Though not a new phenomenon, QS achieved cult status simply because it harnessed the ability to gather actionable data through tech tools and use the findings as a mirror for self-knowledge. Adherents of the movement combine various dimensions of everyday experience and subject them to the critical scrutiny of scientific methodologies.
The data so generated, could also act as a self-regulator of human behavior, nudging us to more positive health outcomes by allowing us to pause, take note of inefficiencies and work on them. Our success or failure is quantified by the target we set, and tracking our effort to achieve it.
The Quantified Self not only removed the sheen of esotericism from our understanding of our own mental and physical health, but also transformed self-search into a gregarious activity, where groups of people around the world with similar interests gathered in community meetings to discuss outcomes of their personal tracking projects and health experiments.
Today, there are community trials on using potassium for weight loss, identifying which type of grass aggravates one’s allergies and even whimsical ones, such as finding out what happens when one runs marathons on zero calories, or using data on running to dictate fashion choices.

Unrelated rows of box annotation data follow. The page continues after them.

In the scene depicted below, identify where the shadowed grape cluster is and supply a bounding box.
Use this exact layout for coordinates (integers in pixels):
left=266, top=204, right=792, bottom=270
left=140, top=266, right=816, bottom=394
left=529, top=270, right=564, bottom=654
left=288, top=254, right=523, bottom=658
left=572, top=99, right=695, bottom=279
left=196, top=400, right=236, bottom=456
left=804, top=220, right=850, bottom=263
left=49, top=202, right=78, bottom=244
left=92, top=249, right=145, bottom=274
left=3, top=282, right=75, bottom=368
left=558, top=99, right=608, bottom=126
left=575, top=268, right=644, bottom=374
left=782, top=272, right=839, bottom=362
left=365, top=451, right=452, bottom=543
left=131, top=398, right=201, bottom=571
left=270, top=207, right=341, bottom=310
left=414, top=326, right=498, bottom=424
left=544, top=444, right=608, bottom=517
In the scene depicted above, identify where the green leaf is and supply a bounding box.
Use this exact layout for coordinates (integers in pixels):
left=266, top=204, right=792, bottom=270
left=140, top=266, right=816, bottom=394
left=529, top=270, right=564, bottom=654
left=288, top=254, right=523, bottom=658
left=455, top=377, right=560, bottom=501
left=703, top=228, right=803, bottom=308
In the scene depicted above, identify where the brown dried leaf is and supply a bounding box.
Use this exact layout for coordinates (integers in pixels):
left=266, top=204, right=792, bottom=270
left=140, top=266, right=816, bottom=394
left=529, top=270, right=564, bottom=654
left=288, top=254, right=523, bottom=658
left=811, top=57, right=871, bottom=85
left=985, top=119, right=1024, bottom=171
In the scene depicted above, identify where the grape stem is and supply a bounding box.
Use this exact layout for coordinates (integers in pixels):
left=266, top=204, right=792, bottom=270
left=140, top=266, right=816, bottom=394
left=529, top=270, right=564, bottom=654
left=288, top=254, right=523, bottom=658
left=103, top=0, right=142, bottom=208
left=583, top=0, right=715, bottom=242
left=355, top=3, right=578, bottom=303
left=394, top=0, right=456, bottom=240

Gary Wolf made this connection between wellness and tech-enabled self-acuity in his TEDTalk in 2010, when he first made the QS movement mainstream. “The self is our operation center, our moral compass, our consciousness. If we have to act more effectively in the world, we have to get to know ourselves better”, he had said.
What Wolf spoke about reflects thousands of years of philosophical pondering on self-knowledge. If one were to compress these observations in a simplistic, single line summation, it would probably read something like this – the primordial urge to know oneself is the deliberate act of building progressive awareness of the body, the known and unknown mental states.
Orchestrating harmony between these aspects, both in solitude and in the company of others, can be understood as an attempt to inch toward the desired equilibrium of ‘being healthy’. Even the World Health Organisation recognises health as the state of “complete physical, mental and social well being”. Without a modicum of self awareness, therefore, being healthy is little more than a pipe dream.
The question of what constitutes the self, has always plagued the thinkers of every era. What has changed now, as compared to even a decade ago is the language, the medium and the agency through which we perform this intimate act of self discovery.
The metaphysical, the psychological and clinical looking glasses have given way to the technological lens – the wearable devices strapped on or injected within are constantly gathering information about our bodies and minds (It is rather serendipitous that the first ever medical wearable to be invented was a pair of eyeglasses in the 13th century).
Big Bang Theory’s Sheldon Cooper had no qualms about turning his indefatigable scientific curiosity inward, not even sparing his bodily functions from empirical scrutiny. He was flummoxed that his peers found his fascination abominable at worst, tiresome at best. With wearable tech, perhaps we can all channel our inner Sheldon, if not his erudition, at least his passion for science, to endlessly learning new things about ourselves.